No one was there. Only the gnats furled over the dry flowers. At the edge of the water, in the shallows, something was stirring.
The sun was among the pines now, flashing. It caught the edges of the ripples in brassy rings. And two round eyes.
“Have you lost something precious?”
What was it? A frog . . . no, it was too big. The round eyes, colored like the duller flashes of the sun.
“Yes—I’ve lost—my golden ball.”
“I saw it go down. I know where it is.”
I thought, blankly, I’ve gone mad. It’s the fright. Like the girl last year when the wild horse ran through the wedding party. She went mad. She was locked away. They’ll lock me away.
I turned, to rush off up the sloping ground, toward my father’s disheveled towers.
The voice called again. “Here I am. Look. You’ll see, I’m well able to go after your precious ball.”
Then I stopped and I did look. And it came out of the water part of the way, and I saw it.
I gave a squeal.
It said, “Don’t be afraid. I’m gentle.”
It was like a frog. A sort of little, almost-man thing that was a frog. Scaled, a pale yet a dark green, with round, brownish glowing frog’s eyes.

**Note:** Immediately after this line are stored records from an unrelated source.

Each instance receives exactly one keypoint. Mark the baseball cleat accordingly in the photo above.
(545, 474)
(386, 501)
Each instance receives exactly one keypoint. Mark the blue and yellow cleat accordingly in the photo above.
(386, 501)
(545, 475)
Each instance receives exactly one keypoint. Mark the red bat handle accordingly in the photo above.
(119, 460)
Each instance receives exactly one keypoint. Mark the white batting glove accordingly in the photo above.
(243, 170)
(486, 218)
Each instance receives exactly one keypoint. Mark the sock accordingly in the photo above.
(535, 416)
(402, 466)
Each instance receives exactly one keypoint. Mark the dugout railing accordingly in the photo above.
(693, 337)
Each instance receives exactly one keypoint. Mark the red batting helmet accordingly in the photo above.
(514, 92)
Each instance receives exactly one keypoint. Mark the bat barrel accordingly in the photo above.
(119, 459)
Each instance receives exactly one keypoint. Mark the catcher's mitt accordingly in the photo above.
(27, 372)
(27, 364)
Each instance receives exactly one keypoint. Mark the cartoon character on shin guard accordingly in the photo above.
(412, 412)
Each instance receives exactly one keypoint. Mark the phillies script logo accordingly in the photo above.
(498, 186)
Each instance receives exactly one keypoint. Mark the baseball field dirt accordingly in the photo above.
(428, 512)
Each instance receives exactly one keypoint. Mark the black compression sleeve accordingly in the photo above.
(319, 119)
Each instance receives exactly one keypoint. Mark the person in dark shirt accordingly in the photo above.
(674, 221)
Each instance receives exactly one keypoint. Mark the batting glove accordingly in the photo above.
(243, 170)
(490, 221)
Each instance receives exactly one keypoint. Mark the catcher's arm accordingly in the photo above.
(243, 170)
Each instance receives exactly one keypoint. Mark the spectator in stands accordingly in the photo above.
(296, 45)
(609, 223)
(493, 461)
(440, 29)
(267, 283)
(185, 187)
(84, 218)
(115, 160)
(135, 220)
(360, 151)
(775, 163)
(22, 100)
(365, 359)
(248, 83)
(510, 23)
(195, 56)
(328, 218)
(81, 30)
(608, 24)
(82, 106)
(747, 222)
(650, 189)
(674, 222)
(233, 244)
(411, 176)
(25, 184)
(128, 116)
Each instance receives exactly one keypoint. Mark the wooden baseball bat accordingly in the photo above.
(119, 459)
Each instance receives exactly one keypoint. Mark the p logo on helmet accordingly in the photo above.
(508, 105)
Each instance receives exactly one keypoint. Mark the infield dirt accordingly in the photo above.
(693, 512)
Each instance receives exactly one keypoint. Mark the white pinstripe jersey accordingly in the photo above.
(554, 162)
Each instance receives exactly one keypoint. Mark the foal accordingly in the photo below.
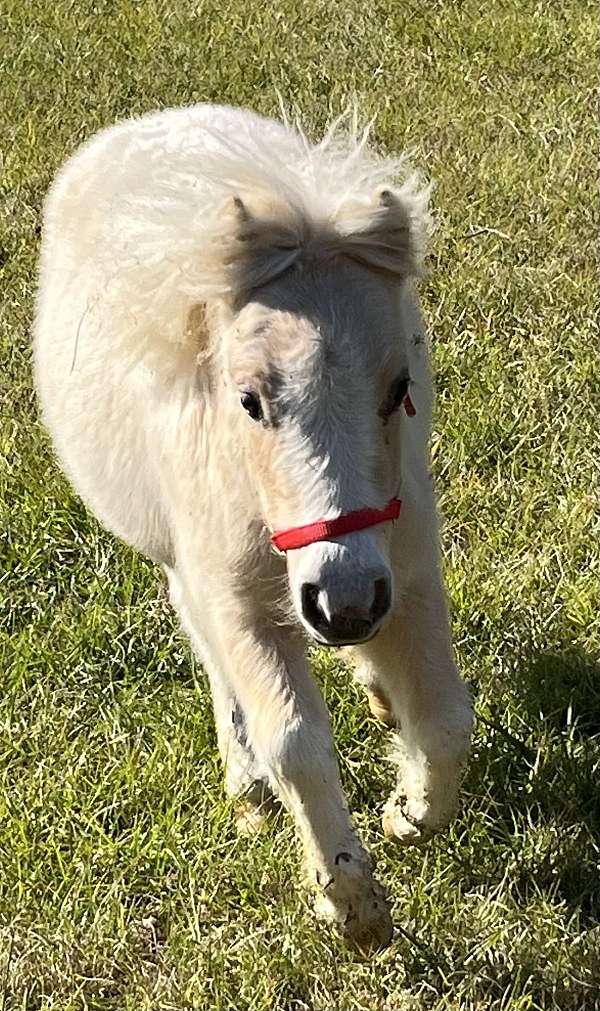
(232, 363)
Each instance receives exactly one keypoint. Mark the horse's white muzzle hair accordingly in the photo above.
(342, 589)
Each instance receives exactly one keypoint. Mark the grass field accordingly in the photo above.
(122, 884)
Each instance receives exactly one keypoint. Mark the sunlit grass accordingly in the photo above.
(122, 884)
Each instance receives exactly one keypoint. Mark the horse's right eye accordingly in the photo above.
(251, 404)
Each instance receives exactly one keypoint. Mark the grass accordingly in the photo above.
(122, 885)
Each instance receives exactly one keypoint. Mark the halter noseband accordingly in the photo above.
(347, 523)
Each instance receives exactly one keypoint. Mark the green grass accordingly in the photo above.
(122, 885)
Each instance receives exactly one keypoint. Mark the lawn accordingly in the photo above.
(122, 883)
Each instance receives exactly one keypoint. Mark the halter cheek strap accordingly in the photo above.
(324, 530)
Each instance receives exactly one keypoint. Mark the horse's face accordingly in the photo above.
(317, 371)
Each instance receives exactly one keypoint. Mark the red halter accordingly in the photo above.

It had webbed fore-feet that might be hands. It held them up. They had no claws. And in its open mouth seemed nothing, but a long dark tongue.
I was terrified. It was a sprite, a lake-spirit, the sort the old women put out cakes for in the village, to stop their mischief.
It said, plaintively, “Don’t you want your golden ball, then?”
My first adult decision, perhaps, was between these two evils. My angry father, and the uncanny creature from the lake.
“I want the ball.”
“If I fetch it,” said the frog-demon, “I must have a favor in return.”
“What do you want?”
“To be yours.”
It was so unequivocal—and yet, as I found out soon enough, so subtle. “Mine? How?”
“To belong to you, princess.”
Was it pride or avarice, a desire for some power in my powerless existence? To have a spirit as my slave. No. I think I only knew I had to get back the ball. And because it hadn’t said to me, I must have your virtue, or, I must have your first-born child, as in the stories they do, I was just relieved to say, “All right. You can be mine. Please fetch it me!”